Existing approaches requires simultaneous processing information from visible and short-wave infrared channels simultaneously, which was not possible with the visible and near-infrared range sensors used in the CartoSat series of satellites. The approach by ISRO uses the data captured by the visible and near-infrared range sensors and compares it to available datasets of the optical properties of aerosols, the particles that cause the haze. This information is used to remove the haze from images, providing clear images.

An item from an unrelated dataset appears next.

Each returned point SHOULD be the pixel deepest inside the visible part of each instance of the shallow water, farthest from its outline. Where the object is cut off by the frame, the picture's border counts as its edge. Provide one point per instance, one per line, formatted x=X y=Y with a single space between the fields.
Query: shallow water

ISRO explains the process as, “The algorithm uses lookup tables generated with vector radiative transfer calculations. Derived aerosol information and pre-computed lookup tables are employed to derive surface reflectance. Good quality surface reflectances have been obtained when this algorithm was applied on Cartosat-2 Series Satellite data.”
The CartoSat series of satellites provide multi-spectral images in the visible and near-infrared range, with a resolution of a few meters to even sub-meter resolution images. The satellites allows the country to monitor changes on the surface of the Earth. The last CartoSat placed into orbit was a CartoSat 2 series satellite, one of the 31 satellites on board the PSLV-C38 mission launched on 23 June.
The next launch by ISRO is scheduled on 31 August, where a PSLV will place into orbit the IRNSS-1H, a replacement satellite for a malfunctioning one in the Indian NavIC constellation for navigational purposes.